The automated report is wrong, so you must bypass it. Underwriters deal with this constantly.

Step 1: The Paper Trail (Immediate)

Send your Loan Officer your most recent paystub immediately (the one covering the current pay period). A paystub dated after August proves you are currently on the payroll. This stops the panic on their end.

Step 2: Contact HR / Payroll (Urgent)

You need a Manual Verification of Employment (VOE).

  • Email your HR or Payroll representative immediately.

  • Subject: URGENT: Employment Verification Error - Mortgage Closing

  • Message: "I am in the process of closing on a home. The underwriter pulled my employment verification via Equifax, and it incorrectly lists me as 'Terminated' as of August. I am currently working and receiving pay. Can you please provide a signed Letter of Employment Verification today confirming my Start Date, Current Title, and that my status is Active?"

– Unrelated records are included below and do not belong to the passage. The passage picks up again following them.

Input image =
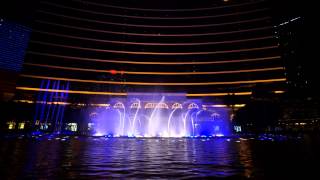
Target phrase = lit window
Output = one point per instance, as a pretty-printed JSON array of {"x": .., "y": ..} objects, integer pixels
[
  {"x": 11, "y": 125},
  {"x": 21, "y": 125},
  {"x": 90, "y": 126},
  {"x": 71, "y": 127}
]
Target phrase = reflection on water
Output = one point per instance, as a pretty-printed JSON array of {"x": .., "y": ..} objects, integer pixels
[{"x": 150, "y": 158}]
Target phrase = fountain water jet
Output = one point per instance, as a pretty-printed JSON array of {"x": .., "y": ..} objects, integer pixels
[{"x": 161, "y": 115}]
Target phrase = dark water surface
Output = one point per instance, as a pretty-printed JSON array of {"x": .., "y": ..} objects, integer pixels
[{"x": 158, "y": 158}]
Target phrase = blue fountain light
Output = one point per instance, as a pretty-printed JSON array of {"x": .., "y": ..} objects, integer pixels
[{"x": 159, "y": 115}]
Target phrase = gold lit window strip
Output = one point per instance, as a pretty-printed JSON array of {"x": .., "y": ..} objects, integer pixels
[{"x": 153, "y": 83}]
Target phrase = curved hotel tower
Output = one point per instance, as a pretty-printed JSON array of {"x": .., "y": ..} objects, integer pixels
[{"x": 93, "y": 53}]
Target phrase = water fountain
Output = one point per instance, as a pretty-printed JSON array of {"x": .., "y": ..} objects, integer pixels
[{"x": 159, "y": 115}]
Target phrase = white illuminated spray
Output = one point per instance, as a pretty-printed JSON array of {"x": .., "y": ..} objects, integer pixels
[
  {"x": 123, "y": 120},
  {"x": 185, "y": 123},
  {"x": 152, "y": 125},
  {"x": 135, "y": 117},
  {"x": 169, "y": 120},
  {"x": 120, "y": 120}
]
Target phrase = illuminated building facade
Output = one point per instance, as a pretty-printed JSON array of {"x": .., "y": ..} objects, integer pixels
[
  {"x": 86, "y": 53},
  {"x": 105, "y": 48}
]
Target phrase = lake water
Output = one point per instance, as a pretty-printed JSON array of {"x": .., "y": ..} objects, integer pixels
[{"x": 50, "y": 157}]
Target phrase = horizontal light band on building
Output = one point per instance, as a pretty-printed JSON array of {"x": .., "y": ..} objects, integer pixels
[
  {"x": 154, "y": 73},
  {"x": 153, "y": 26},
  {"x": 150, "y": 17},
  {"x": 157, "y": 63},
  {"x": 153, "y": 83},
  {"x": 122, "y": 94},
  {"x": 154, "y": 44},
  {"x": 155, "y": 35},
  {"x": 223, "y": 105},
  {"x": 72, "y": 91},
  {"x": 109, "y": 105},
  {"x": 219, "y": 94},
  {"x": 279, "y": 92},
  {"x": 154, "y": 53},
  {"x": 173, "y": 10}
]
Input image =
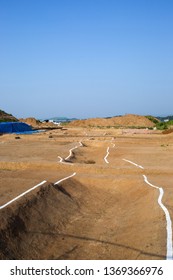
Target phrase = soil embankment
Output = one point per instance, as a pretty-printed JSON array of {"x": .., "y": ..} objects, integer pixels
[{"x": 105, "y": 211}]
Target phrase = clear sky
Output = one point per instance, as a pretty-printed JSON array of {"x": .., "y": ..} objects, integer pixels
[{"x": 86, "y": 58}]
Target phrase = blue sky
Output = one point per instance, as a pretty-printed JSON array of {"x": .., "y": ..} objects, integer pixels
[{"x": 86, "y": 58}]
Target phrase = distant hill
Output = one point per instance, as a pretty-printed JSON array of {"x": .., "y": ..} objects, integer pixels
[
  {"x": 5, "y": 117},
  {"x": 168, "y": 118}
]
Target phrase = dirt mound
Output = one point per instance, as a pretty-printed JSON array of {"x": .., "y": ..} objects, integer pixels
[
  {"x": 36, "y": 124},
  {"x": 31, "y": 121},
  {"x": 30, "y": 226},
  {"x": 123, "y": 121},
  {"x": 5, "y": 117}
]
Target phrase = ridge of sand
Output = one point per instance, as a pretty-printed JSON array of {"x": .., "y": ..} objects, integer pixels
[{"x": 123, "y": 121}]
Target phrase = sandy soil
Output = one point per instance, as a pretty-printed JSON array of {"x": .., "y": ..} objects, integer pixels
[{"x": 105, "y": 211}]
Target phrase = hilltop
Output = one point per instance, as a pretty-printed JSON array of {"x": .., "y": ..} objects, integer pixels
[
  {"x": 5, "y": 117},
  {"x": 129, "y": 120}
]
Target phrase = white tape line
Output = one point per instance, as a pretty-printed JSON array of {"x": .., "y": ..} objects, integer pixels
[
  {"x": 65, "y": 178},
  {"x": 105, "y": 158},
  {"x": 22, "y": 194},
  {"x": 64, "y": 162},
  {"x": 169, "y": 253},
  {"x": 70, "y": 154},
  {"x": 140, "y": 166}
]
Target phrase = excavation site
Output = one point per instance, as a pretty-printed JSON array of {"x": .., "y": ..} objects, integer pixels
[{"x": 86, "y": 193}]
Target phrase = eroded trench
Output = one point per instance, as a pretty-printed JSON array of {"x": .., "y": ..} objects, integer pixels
[{"x": 31, "y": 225}]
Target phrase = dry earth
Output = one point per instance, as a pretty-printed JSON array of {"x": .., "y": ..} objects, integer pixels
[{"x": 105, "y": 211}]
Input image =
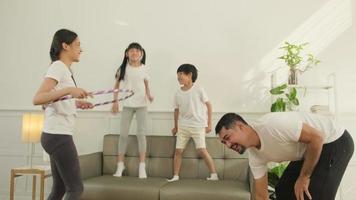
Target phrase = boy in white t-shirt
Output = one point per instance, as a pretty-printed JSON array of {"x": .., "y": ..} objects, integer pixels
[
  {"x": 318, "y": 148},
  {"x": 194, "y": 112}
]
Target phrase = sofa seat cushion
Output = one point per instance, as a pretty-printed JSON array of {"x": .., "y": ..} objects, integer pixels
[
  {"x": 198, "y": 189},
  {"x": 108, "y": 187}
]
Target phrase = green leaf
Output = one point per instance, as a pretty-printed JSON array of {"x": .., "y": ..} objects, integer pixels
[
  {"x": 295, "y": 102},
  {"x": 278, "y": 90},
  {"x": 293, "y": 94}
]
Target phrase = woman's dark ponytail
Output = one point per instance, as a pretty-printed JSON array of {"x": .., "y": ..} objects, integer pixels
[{"x": 61, "y": 36}]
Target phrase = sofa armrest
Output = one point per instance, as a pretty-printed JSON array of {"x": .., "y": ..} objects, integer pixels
[
  {"x": 91, "y": 165},
  {"x": 252, "y": 184}
]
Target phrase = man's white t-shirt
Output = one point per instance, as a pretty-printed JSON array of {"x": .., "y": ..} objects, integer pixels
[
  {"x": 192, "y": 107},
  {"x": 279, "y": 134},
  {"x": 60, "y": 116},
  {"x": 134, "y": 80}
]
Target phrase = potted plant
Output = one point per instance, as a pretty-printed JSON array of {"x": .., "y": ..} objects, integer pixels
[
  {"x": 287, "y": 98},
  {"x": 293, "y": 58}
]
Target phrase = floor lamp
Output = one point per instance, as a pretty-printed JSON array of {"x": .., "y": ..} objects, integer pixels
[{"x": 32, "y": 124}]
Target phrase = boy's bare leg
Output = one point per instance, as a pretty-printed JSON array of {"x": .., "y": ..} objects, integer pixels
[
  {"x": 177, "y": 163},
  {"x": 209, "y": 162}
]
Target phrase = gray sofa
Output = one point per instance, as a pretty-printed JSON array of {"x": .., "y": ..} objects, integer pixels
[{"x": 97, "y": 169}]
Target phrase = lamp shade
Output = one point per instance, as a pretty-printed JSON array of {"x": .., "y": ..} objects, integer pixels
[{"x": 32, "y": 124}]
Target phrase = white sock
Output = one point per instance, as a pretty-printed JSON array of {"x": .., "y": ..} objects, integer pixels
[
  {"x": 175, "y": 178},
  {"x": 120, "y": 169},
  {"x": 142, "y": 170},
  {"x": 213, "y": 177}
]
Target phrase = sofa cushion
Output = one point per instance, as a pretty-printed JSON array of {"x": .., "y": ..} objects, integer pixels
[
  {"x": 125, "y": 188},
  {"x": 195, "y": 189},
  {"x": 160, "y": 152}
]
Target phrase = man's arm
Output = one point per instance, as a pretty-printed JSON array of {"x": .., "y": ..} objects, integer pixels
[
  {"x": 261, "y": 185},
  {"x": 175, "y": 115},
  {"x": 314, "y": 141}
]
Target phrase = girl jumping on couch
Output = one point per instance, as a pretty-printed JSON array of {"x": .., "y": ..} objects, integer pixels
[{"x": 133, "y": 74}]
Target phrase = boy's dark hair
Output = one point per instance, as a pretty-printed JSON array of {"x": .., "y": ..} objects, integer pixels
[
  {"x": 228, "y": 121},
  {"x": 189, "y": 68},
  {"x": 122, "y": 67},
  {"x": 61, "y": 36}
]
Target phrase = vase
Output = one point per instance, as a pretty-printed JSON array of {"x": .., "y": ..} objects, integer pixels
[{"x": 293, "y": 77}]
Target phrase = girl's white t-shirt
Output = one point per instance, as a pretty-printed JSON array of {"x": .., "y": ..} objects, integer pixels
[
  {"x": 134, "y": 80},
  {"x": 279, "y": 135},
  {"x": 192, "y": 108},
  {"x": 60, "y": 116}
]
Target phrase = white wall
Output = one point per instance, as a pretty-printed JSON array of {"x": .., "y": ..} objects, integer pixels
[{"x": 233, "y": 43}]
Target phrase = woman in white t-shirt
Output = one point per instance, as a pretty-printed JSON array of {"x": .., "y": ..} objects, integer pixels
[
  {"x": 133, "y": 75},
  {"x": 56, "y": 138}
]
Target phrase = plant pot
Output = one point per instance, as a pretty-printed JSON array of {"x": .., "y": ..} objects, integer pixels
[{"x": 293, "y": 77}]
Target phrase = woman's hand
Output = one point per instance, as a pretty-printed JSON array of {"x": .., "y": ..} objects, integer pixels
[
  {"x": 83, "y": 104},
  {"x": 78, "y": 93},
  {"x": 174, "y": 130},
  {"x": 115, "y": 108}
]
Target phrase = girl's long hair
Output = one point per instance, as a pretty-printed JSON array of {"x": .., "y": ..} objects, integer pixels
[
  {"x": 122, "y": 69},
  {"x": 61, "y": 36}
]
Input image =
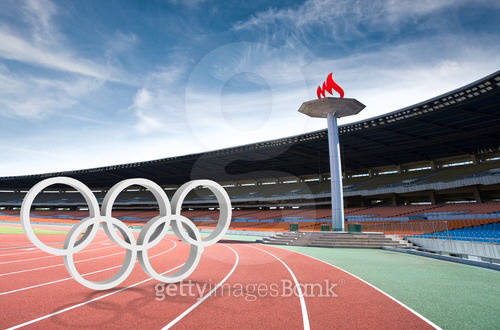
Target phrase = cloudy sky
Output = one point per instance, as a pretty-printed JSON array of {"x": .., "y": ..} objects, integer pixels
[{"x": 93, "y": 83}]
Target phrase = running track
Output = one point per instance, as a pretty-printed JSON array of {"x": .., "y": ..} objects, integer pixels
[{"x": 37, "y": 292}]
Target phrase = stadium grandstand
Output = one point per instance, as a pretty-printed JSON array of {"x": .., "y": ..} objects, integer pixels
[{"x": 435, "y": 162}]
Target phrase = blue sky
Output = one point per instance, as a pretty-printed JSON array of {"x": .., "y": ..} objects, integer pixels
[{"x": 94, "y": 83}]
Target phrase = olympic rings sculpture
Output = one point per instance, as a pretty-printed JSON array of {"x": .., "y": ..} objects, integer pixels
[{"x": 150, "y": 235}]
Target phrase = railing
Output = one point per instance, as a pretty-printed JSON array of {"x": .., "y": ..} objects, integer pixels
[{"x": 406, "y": 228}]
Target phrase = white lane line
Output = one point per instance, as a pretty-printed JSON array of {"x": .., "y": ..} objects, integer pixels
[
  {"x": 187, "y": 311},
  {"x": 371, "y": 285},
  {"x": 32, "y": 249},
  {"x": 50, "y": 256},
  {"x": 86, "y": 302},
  {"x": 69, "y": 278},
  {"x": 58, "y": 265},
  {"x": 305, "y": 315}
]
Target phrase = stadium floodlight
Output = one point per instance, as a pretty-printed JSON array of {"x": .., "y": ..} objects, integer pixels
[{"x": 333, "y": 108}]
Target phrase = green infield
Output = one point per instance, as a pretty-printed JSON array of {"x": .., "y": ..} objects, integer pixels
[
  {"x": 452, "y": 295},
  {"x": 19, "y": 230}
]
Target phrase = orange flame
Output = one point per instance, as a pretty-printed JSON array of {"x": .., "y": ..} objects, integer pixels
[{"x": 329, "y": 86}]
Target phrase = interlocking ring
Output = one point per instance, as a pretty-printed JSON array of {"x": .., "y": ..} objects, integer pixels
[{"x": 150, "y": 235}]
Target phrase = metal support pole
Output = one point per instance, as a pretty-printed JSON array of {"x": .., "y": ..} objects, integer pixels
[{"x": 335, "y": 174}]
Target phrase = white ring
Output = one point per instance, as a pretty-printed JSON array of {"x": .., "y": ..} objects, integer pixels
[
  {"x": 30, "y": 197},
  {"x": 150, "y": 235},
  {"x": 224, "y": 215}
]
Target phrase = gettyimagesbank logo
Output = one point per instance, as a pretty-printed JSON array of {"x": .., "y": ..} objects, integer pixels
[{"x": 248, "y": 291}]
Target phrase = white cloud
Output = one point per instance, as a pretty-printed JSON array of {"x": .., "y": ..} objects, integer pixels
[
  {"x": 343, "y": 18},
  {"x": 159, "y": 104},
  {"x": 32, "y": 97}
]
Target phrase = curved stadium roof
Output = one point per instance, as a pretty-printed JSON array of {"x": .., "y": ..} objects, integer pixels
[{"x": 463, "y": 121}]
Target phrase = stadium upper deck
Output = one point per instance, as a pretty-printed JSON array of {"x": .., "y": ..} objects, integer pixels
[{"x": 465, "y": 121}]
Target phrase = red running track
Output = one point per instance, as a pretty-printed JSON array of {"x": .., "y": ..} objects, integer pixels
[{"x": 49, "y": 298}]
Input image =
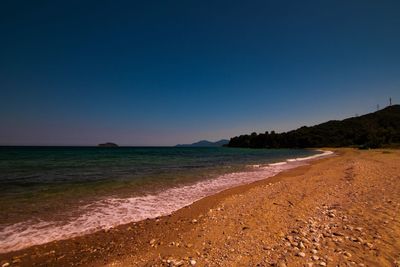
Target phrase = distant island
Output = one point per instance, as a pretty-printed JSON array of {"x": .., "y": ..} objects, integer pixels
[
  {"x": 373, "y": 130},
  {"x": 205, "y": 143},
  {"x": 108, "y": 144}
]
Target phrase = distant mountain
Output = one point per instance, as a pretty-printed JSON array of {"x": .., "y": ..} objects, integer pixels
[
  {"x": 205, "y": 143},
  {"x": 107, "y": 145},
  {"x": 380, "y": 128}
]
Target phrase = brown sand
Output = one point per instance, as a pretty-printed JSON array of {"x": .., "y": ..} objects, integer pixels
[{"x": 343, "y": 210}]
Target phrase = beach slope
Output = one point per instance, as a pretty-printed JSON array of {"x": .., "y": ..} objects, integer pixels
[{"x": 339, "y": 210}]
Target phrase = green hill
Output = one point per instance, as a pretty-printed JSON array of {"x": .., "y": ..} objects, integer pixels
[{"x": 381, "y": 128}]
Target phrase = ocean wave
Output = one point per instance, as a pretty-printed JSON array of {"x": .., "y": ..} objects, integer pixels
[{"x": 111, "y": 212}]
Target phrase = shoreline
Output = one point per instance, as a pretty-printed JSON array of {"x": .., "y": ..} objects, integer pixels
[{"x": 139, "y": 243}]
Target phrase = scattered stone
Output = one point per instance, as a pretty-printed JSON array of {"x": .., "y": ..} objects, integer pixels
[
  {"x": 301, "y": 254},
  {"x": 347, "y": 254}
]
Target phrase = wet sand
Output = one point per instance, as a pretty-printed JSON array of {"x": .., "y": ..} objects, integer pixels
[{"x": 342, "y": 210}]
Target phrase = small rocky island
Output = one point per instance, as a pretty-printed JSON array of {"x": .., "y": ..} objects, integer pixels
[{"x": 108, "y": 144}]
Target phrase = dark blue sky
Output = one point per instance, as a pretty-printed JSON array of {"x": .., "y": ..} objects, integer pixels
[{"x": 167, "y": 72}]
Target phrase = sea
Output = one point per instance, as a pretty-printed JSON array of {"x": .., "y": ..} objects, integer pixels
[{"x": 54, "y": 193}]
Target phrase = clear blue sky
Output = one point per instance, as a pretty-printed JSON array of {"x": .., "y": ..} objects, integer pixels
[{"x": 167, "y": 72}]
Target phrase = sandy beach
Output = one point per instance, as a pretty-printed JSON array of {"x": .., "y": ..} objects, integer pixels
[{"x": 342, "y": 210}]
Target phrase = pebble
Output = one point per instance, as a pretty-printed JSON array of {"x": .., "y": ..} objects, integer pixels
[{"x": 347, "y": 254}]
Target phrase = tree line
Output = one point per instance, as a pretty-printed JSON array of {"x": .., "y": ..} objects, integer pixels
[{"x": 373, "y": 130}]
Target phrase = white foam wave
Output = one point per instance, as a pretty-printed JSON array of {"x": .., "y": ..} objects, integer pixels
[{"x": 111, "y": 212}]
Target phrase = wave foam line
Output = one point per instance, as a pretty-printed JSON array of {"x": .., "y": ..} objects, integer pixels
[{"x": 108, "y": 213}]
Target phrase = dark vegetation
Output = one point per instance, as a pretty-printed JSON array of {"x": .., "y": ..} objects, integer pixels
[
  {"x": 205, "y": 143},
  {"x": 373, "y": 130}
]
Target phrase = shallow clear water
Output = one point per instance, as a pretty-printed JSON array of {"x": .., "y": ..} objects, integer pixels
[{"x": 51, "y": 193}]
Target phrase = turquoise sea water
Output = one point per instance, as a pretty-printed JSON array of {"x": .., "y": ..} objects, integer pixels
[{"x": 52, "y": 193}]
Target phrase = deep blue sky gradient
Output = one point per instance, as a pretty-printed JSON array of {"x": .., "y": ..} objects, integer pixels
[{"x": 167, "y": 72}]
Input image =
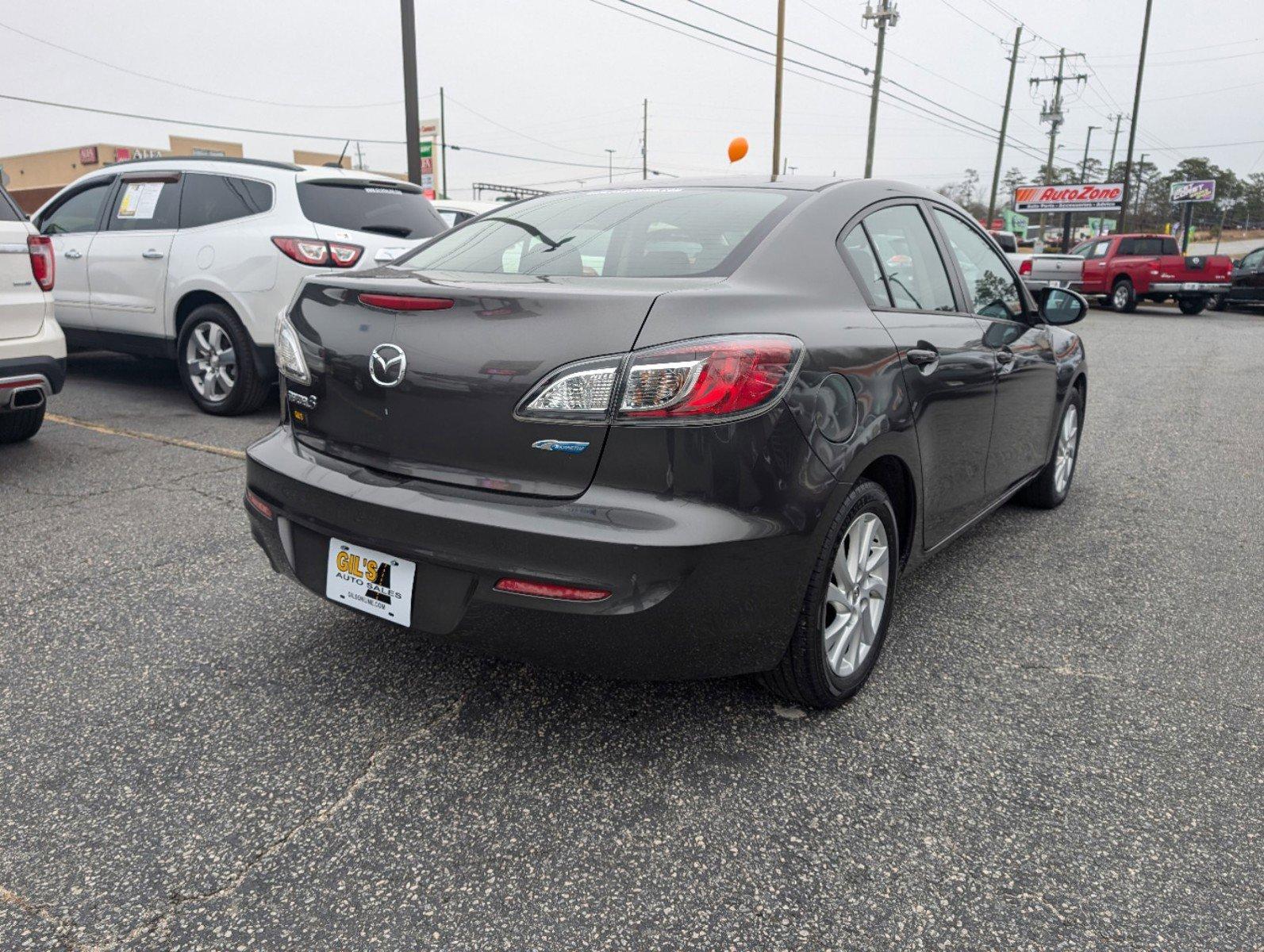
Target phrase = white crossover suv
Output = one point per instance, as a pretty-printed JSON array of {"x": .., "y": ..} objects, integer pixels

Step 3: The Conference Call (If HR is slow)

If HR is slow to respond, tell your Loan Officer. They can often get on a 3-way call with you and your HR rep to verbally confirm employment. This counts as verification.

3. The Timeline

  • Time to fix: This usually takes 24 to 48 hours.

  • Impact on Closing: As long as you tackle this today or tomorrow, it should not delay your closing. The underwriter just needs a piece of paper to swap out with the erroneous Equifax report.

Summary

You are receiving a paycheck; therefore, you are employed. The database is simply reading an old "disconnect" signal.